A note about book notes

I’ve always intended to post notes about my reading on this blog. It’s a way of making my reading not just a selfish, personal endeavor, but a way to pass along the my experiences, along with my reactions, to books I find worth reading, to anyone else who might read this blog. (Though in the background, I have in mind certain fam– well, I shouldn’t say that.)

But I read a lot more books than I get around to posting about here. I almost always take detailed notes on my reading, in part because I have a poor memory (unlike eidetic readers like Isaac Asimov, and apparently Gary Westfahl), and in part because I want to capture points, and even specific quotes, for use in my own later projects (i.e. writing my own book).

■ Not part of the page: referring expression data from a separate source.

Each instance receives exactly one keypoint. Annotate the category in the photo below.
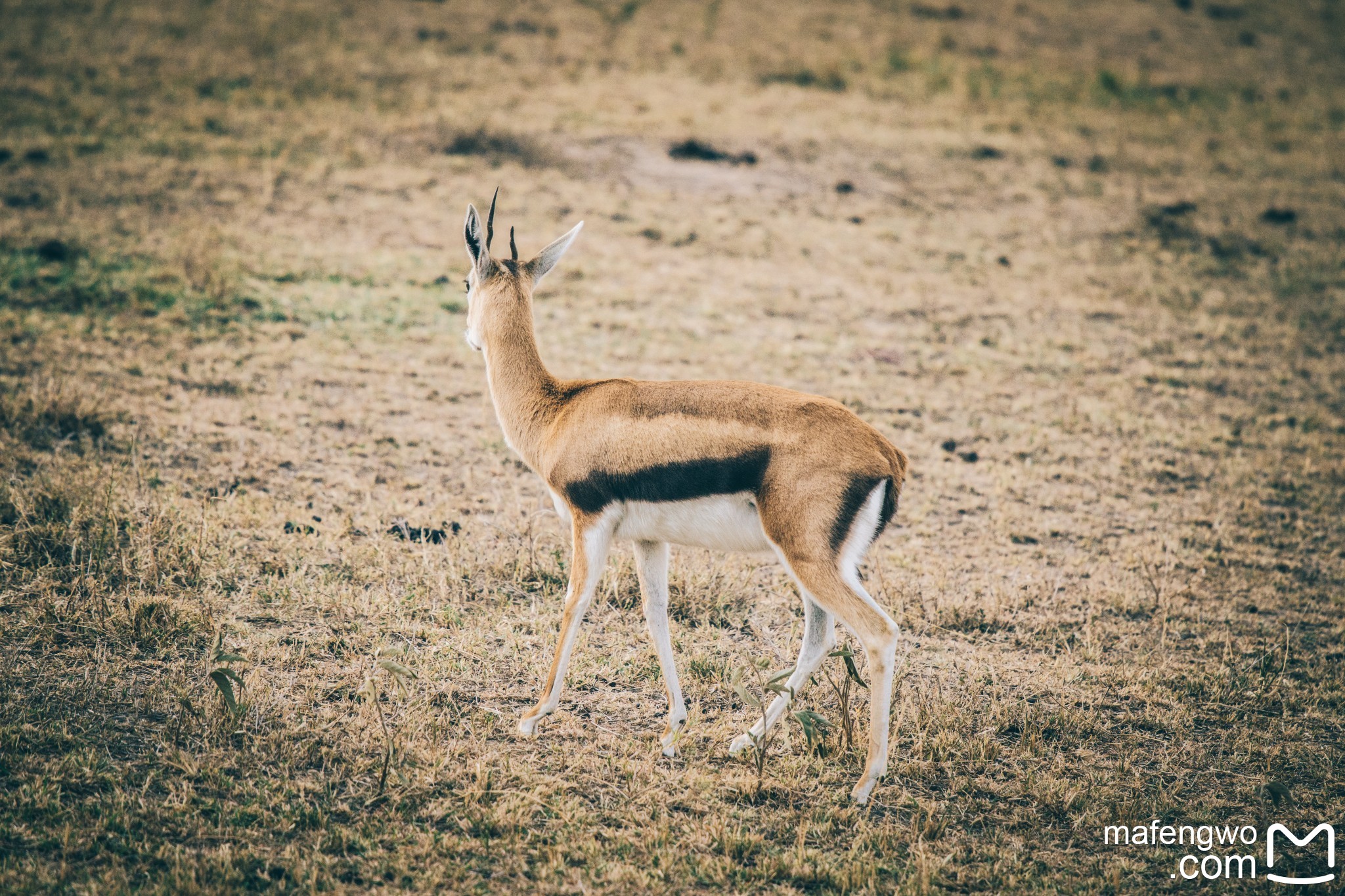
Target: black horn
(490, 221)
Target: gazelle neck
(522, 390)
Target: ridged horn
(490, 221)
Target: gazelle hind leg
(820, 636)
(831, 576)
(592, 539)
(876, 630)
(651, 566)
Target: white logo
(1331, 852)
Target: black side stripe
(680, 481)
(852, 500)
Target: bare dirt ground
(1083, 263)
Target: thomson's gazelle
(738, 467)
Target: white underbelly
(721, 523)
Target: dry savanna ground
(1082, 261)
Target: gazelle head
(498, 286)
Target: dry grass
(231, 314)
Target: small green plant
(766, 687)
(400, 675)
(222, 673)
(845, 692)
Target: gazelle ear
(475, 236)
(546, 258)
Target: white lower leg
(818, 640)
(591, 548)
(651, 566)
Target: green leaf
(814, 726)
(228, 673)
(1277, 793)
(852, 670)
(227, 688)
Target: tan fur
(805, 457)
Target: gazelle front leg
(592, 538)
(651, 566)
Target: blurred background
(273, 590)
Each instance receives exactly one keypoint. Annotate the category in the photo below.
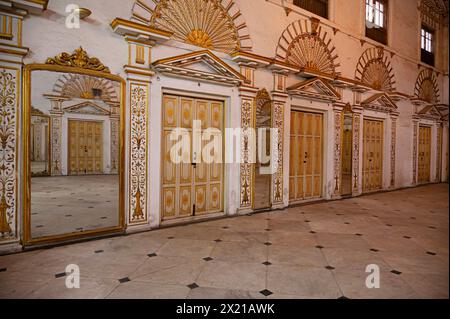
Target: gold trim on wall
(26, 117)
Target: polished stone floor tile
(320, 250)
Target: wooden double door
(424, 161)
(85, 147)
(373, 155)
(190, 188)
(306, 156)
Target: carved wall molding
(374, 69)
(79, 59)
(337, 150)
(246, 167)
(426, 88)
(277, 180)
(211, 24)
(304, 43)
(83, 86)
(9, 99)
(139, 96)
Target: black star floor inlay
(266, 292)
(124, 280)
(193, 286)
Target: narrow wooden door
(85, 147)
(190, 189)
(305, 169)
(373, 155)
(424, 162)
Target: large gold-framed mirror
(263, 124)
(73, 143)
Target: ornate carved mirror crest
(79, 59)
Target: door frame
(325, 121)
(199, 96)
(383, 149)
(433, 151)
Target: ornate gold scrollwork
(79, 59)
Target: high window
(319, 7)
(427, 46)
(376, 20)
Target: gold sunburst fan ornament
(374, 69)
(305, 44)
(426, 87)
(204, 23)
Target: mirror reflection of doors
(74, 154)
(191, 187)
(85, 147)
(39, 143)
(306, 155)
(263, 178)
(347, 151)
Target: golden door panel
(306, 156)
(85, 147)
(373, 155)
(190, 189)
(424, 163)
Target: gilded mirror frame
(27, 240)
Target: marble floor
(66, 204)
(314, 251)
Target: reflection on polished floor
(314, 251)
(66, 204)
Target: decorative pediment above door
(316, 88)
(380, 102)
(87, 108)
(201, 65)
(430, 112)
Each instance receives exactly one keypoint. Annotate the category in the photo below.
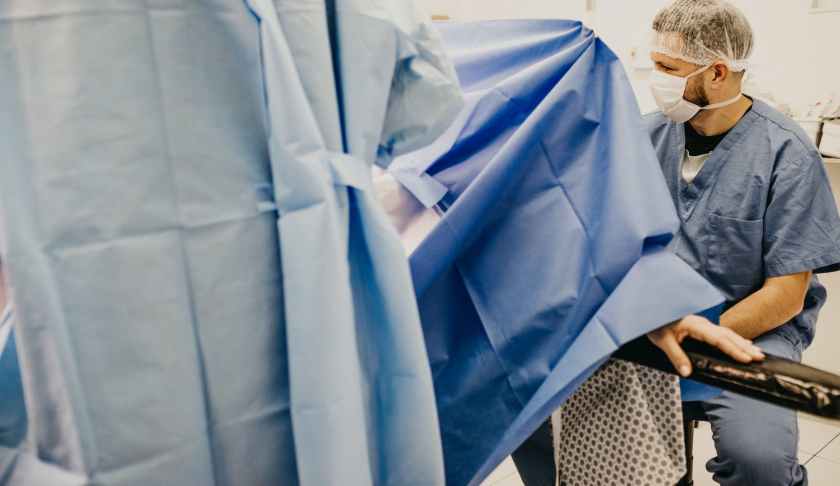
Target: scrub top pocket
(735, 253)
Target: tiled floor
(819, 450)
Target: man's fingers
(668, 343)
(727, 341)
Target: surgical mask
(669, 92)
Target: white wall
(797, 52)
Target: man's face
(695, 92)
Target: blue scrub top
(760, 207)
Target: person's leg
(535, 458)
(756, 442)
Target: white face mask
(669, 91)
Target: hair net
(702, 32)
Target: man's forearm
(780, 300)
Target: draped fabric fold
(205, 292)
(551, 251)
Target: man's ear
(721, 72)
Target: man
(758, 218)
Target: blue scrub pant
(12, 406)
(756, 442)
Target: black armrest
(775, 380)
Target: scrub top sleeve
(801, 225)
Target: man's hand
(668, 339)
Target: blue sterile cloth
(551, 252)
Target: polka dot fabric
(622, 427)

Those notes are far longer than a conventional review, or blog post, and so the impediment to posting about my reading here has been taking the extra time to boil down my notes into a blog post.

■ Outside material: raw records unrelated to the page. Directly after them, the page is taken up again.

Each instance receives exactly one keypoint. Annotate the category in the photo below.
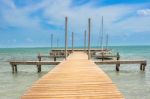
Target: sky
(30, 23)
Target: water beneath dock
(133, 83)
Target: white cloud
(55, 11)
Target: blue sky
(29, 23)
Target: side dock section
(74, 78)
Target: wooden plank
(74, 78)
(121, 62)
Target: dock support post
(55, 57)
(85, 41)
(38, 68)
(66, 36)
(39, 57)
(118, 56)
(117, 67)
(72, 42)
(51, 41)
(13, 70)
(142, 66)
(15, 67)
(89, 30)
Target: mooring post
(39, 57)
(89, 30)
(117, 66)
(118, 56)
(102, 56)
(66, 36)
(72, 42)
(141, 66)
(38, 68)
(13, 70)
(51, 41)
(15, 67)
(54, 56)
(85, 41)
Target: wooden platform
(74, 78)
(118, 62)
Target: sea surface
(133, 83)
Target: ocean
(133, 83)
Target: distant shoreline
(78, 46)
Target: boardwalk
(75, 78)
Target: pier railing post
(66, 36)
(118, 56)
(51, 41)
(89, 30)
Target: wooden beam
(66, 36)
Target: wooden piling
(66, 36)
(51, 41)
(85, 41)
(39, 57)
(117, 67)
(15, 67)
(72, 41)
(118, 56)
(89, 30)
(13, 70)
(38, 68)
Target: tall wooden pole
(57, 43)
(85, 41)
(51, 41)
(102, 34)
(66, 36)
(72, 41)
(89, 30)
(106, 41)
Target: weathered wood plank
(74, 78)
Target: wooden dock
(39, 63)
(74, 78)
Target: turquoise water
(132, 82)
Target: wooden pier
(142, 63)
(39, 63)
(74, 78)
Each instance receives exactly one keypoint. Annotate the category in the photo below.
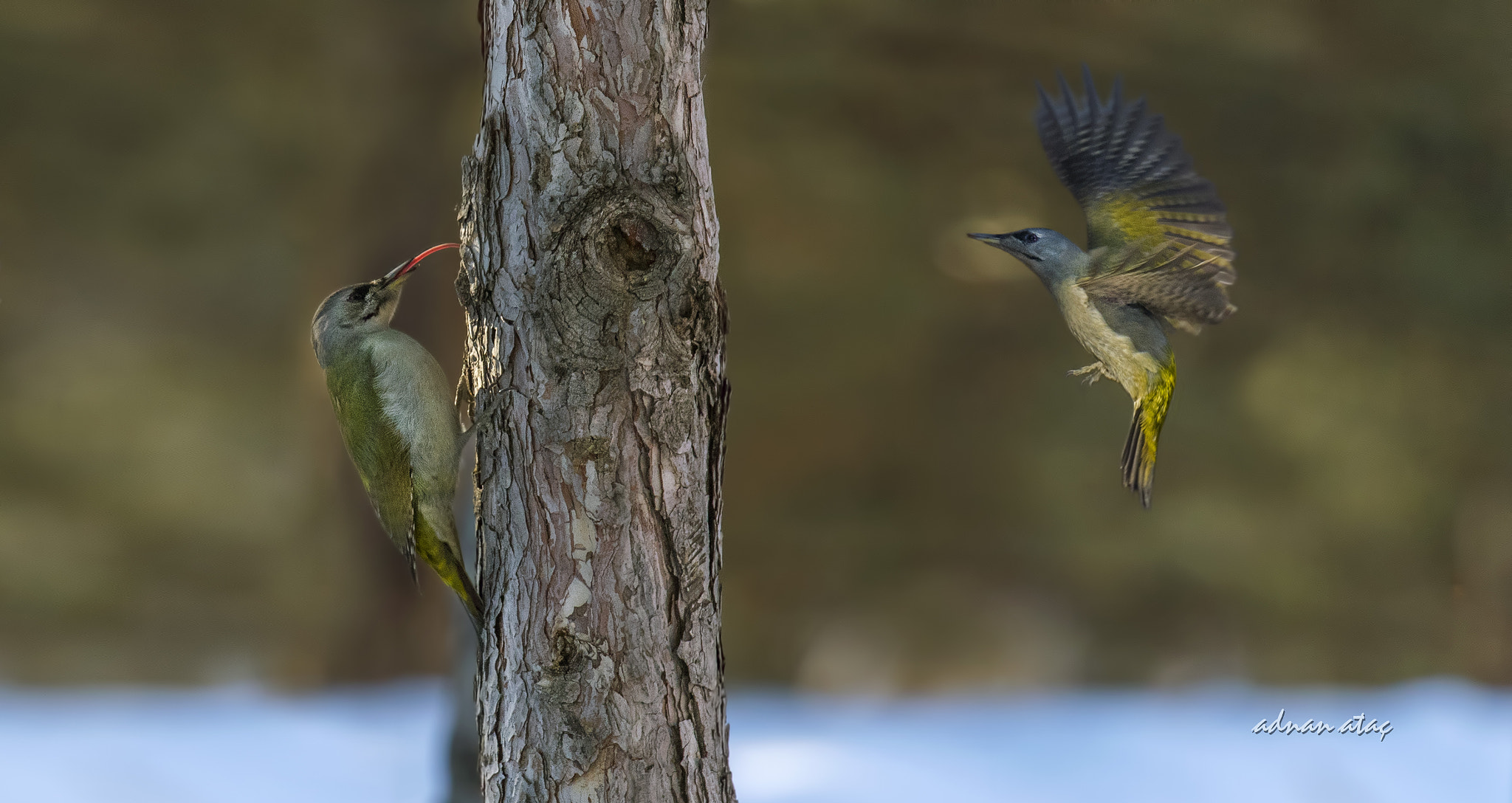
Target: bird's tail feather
(1139, 448)
(442, 554)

I think with the Carl Sagan book I reread last month, I’ve given up on needing that extra step. Instead, I’ll just clean up the notes I’ve taken while reading (more and more, I read books while sitting at the computer and writing notes as I go), create a summary at the top, and post that. So that’s what I did with today post about Harari’s SAPIENS — the most important recent book I haven’t yet blogged about — even though my notes about it are almost 10,000 words long. (And even trying this shortened process, it took 3 hours to review and clean up my notes from 2 years ago and compile a summary at the top.)

I should say that the tipping point, perhaps, was when, in mid-December, John O’Neill of Black Gate asked to repost my EARLY ASIMOV post from my blog here. (I don’t think he reads my blog; he saw my plug for that post on Facebook.) I asked if the format was OK — a somewhat sorted set of summaries, with my comments — or if he wanted a more traditional review. No, he said, he liked my posts as they were. And so it went, and my second post for him was another virtually unchanged summary with comments and conclusions, that for Stewart’s EARTH ABIDES.

And I’ll continue, over the next few weeks, to capture my readings of books I’ve read in recent years that I think important, and even create a short list of those important titles in the sticky Intro post that appears on the homepage here.